# brute vs popo



## bruteman (Dec 29, 2008)

brute won popo got filled with mud and water


----------



## phreebsd (Dec 16, 2004)

Brute FTW!


----------



## bruteman (Dec 29, 2008)

ok I had a little fun with this post but to be honest the popo was not setup for the mud no snorkels just 29.5 swawp lites It took us about hour to get it back running it was water locked but I followed the directions on this site and it runs fine now


----------



## phreebsd (Dec 16, 2004)

awsome. i forgot about that article. someone used it


----------



## Metal Man (Dec 17, 2008)

Hope the PoPo's handle water in the engine better then the Brutes do!!

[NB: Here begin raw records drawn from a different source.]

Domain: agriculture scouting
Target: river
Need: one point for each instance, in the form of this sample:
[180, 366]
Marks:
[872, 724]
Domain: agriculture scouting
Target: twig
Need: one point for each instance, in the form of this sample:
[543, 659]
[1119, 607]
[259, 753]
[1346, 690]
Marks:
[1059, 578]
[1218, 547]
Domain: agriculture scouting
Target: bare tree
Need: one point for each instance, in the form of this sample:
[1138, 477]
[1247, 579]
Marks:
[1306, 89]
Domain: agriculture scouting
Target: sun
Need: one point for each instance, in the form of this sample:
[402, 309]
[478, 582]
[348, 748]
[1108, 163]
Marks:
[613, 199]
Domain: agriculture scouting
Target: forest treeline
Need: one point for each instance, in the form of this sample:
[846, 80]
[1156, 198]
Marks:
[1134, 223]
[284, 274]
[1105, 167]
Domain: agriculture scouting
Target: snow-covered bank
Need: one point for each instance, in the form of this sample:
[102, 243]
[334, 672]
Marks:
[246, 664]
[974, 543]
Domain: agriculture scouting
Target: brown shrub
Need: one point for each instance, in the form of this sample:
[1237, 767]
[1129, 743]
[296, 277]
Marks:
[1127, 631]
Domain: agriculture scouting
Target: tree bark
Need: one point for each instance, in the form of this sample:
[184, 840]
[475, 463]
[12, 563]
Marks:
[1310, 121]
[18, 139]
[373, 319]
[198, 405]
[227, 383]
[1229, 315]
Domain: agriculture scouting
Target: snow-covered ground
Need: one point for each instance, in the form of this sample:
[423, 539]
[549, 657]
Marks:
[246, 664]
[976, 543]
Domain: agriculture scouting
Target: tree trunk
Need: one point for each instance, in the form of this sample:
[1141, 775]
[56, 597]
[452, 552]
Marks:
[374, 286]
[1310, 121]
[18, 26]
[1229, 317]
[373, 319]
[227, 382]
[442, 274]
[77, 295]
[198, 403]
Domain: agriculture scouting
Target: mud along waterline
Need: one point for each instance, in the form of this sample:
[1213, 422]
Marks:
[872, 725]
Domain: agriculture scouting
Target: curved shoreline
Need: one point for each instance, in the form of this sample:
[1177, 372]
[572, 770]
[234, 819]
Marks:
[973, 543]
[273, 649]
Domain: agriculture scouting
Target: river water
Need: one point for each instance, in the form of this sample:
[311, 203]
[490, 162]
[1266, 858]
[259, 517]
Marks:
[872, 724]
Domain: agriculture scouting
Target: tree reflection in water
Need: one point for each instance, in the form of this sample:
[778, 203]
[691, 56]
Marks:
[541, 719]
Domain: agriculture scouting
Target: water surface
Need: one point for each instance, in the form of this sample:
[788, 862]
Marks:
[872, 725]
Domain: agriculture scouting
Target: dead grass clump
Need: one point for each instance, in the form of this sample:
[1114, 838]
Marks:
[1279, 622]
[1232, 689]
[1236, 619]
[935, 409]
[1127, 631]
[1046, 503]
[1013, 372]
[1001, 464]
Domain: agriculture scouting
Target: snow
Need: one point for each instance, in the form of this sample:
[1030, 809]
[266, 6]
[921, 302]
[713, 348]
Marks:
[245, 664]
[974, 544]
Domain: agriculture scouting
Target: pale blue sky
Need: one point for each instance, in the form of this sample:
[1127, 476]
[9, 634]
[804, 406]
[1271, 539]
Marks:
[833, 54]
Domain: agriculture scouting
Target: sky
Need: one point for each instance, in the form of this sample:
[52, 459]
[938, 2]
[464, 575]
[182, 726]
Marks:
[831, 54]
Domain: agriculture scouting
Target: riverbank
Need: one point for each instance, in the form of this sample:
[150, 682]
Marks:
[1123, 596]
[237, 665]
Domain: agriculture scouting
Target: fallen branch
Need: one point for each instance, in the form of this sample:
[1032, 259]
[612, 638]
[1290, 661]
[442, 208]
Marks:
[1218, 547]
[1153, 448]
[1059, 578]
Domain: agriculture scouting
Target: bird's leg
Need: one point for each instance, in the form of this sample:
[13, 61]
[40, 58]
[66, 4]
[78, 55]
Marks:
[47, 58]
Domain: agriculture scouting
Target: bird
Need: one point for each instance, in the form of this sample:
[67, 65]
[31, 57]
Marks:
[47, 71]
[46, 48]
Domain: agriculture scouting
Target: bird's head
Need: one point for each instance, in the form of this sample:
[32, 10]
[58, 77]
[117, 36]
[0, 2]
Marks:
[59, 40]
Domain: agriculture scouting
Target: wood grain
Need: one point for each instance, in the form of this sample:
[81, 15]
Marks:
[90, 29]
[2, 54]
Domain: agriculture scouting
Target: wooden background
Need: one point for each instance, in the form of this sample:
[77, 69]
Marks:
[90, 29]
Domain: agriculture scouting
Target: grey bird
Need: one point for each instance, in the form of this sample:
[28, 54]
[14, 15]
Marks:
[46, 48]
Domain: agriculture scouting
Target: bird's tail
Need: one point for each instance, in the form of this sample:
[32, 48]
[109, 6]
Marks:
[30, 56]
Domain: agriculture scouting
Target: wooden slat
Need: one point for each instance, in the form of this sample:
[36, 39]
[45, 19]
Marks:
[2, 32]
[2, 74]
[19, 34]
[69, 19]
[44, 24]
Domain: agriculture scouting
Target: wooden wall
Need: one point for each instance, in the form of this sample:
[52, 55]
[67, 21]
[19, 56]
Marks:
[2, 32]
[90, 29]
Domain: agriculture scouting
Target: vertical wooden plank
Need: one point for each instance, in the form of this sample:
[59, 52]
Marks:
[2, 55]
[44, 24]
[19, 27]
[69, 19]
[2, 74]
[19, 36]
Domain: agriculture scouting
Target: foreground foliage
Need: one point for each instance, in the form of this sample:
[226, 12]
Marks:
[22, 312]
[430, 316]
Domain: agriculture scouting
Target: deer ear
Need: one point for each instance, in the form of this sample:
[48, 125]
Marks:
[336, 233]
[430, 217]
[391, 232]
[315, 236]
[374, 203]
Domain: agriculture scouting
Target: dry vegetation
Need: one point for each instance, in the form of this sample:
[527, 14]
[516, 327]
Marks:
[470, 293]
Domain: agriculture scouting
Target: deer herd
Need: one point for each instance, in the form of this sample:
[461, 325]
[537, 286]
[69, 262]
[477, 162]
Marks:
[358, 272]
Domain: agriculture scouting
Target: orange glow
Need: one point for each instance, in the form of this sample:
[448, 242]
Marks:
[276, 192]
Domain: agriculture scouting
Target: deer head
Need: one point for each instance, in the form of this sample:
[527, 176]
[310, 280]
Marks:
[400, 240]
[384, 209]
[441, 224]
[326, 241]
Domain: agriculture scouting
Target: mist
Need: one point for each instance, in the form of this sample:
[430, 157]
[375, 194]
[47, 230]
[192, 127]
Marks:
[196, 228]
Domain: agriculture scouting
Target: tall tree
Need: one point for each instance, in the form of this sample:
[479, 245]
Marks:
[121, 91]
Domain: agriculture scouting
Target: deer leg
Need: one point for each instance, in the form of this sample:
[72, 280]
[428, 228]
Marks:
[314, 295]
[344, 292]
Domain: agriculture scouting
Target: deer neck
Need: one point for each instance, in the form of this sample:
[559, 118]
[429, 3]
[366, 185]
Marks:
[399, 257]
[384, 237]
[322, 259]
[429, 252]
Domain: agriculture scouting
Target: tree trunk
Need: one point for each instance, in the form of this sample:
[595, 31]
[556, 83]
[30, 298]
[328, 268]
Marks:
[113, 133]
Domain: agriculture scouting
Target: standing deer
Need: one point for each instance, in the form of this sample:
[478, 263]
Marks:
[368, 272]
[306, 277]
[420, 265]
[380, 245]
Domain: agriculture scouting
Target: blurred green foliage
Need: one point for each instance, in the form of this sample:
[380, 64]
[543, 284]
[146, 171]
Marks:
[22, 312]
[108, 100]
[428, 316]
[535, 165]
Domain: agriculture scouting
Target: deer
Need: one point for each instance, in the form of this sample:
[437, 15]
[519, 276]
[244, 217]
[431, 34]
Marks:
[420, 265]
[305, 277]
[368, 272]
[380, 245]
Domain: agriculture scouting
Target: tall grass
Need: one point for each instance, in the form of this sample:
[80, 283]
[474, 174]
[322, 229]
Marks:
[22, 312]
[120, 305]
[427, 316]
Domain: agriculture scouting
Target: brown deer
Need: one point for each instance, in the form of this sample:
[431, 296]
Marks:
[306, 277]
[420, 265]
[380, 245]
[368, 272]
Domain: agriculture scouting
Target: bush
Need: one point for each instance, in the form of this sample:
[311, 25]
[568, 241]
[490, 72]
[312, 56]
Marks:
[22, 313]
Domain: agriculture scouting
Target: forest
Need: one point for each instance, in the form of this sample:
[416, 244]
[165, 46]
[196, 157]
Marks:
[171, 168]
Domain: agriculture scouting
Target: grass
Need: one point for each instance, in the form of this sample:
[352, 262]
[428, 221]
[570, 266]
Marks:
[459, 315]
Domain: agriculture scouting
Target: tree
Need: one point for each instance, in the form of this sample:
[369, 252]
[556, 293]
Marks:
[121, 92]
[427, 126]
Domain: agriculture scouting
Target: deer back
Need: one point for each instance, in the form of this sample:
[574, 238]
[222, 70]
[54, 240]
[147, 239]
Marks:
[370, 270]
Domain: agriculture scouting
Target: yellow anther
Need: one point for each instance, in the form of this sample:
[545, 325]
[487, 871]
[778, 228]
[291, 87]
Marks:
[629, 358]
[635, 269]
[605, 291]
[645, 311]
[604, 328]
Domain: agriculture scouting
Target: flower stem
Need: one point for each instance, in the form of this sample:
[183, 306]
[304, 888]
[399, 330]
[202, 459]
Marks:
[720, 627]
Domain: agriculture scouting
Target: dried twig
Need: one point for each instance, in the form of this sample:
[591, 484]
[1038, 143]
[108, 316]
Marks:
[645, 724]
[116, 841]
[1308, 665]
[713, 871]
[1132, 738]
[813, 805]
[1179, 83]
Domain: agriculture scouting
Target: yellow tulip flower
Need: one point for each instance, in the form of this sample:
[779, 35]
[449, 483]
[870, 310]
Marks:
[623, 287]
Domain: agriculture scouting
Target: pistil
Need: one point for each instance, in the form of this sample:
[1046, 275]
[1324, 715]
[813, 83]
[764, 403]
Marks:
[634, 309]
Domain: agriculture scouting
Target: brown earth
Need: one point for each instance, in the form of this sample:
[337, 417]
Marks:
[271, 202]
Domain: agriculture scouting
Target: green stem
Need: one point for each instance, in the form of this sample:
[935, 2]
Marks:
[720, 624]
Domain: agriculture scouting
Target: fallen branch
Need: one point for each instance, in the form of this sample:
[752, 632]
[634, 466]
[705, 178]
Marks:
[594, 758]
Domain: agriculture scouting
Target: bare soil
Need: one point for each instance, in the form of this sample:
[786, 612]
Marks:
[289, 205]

Cool pics,were are yall riding?


----------



## bruteman (Dec 29, 2008)

we ride at this park http://www.bricks4x4farm.com/ its a good place not many rules Trucks gone wild this year had about 5000 people 0n 400 acres I got some good pics if yall want me to post them let me know


----------



## Metal Man (Dec 17, 2008)

Hell yeah post them up. Everyone loves some good ole mud slinging pics and videos.


----------



## bruteman (Dec 29, 2008)

heres some vids check these out


----------



## bruteman (Dec 29, 2008)

they also have good pics on there website


----------



## Metal Man (Dec 17, 2008)

LOL that was a tough hole.


----------



## bruteman (Dec 29, 2008)

yep it has a $4000 bounty on it nobody has ever made


----------



## flowbackman (Nov 2, 2010)

I thought that was the $$$$ hole so are you guys going to the New years eve bash this weekend or is it going to be to cold


----------



## ARMSTRONGARMS (Dec 2, 2010)

I got a kick as soon as someone put their arm out the window holding their hand or finger up,,,,,,,down they went


----------



## BleednGreen68 (Apr 19, 2010)

Sweet vids! Those Fords were sweet! Did that white jeep make it all the way? Def made it farther than everyone else!


----------



## brutemike (Mar 23, 2010)

Nice vids it looks like powerline park in ohio tons of holes and trucks just like them.


----------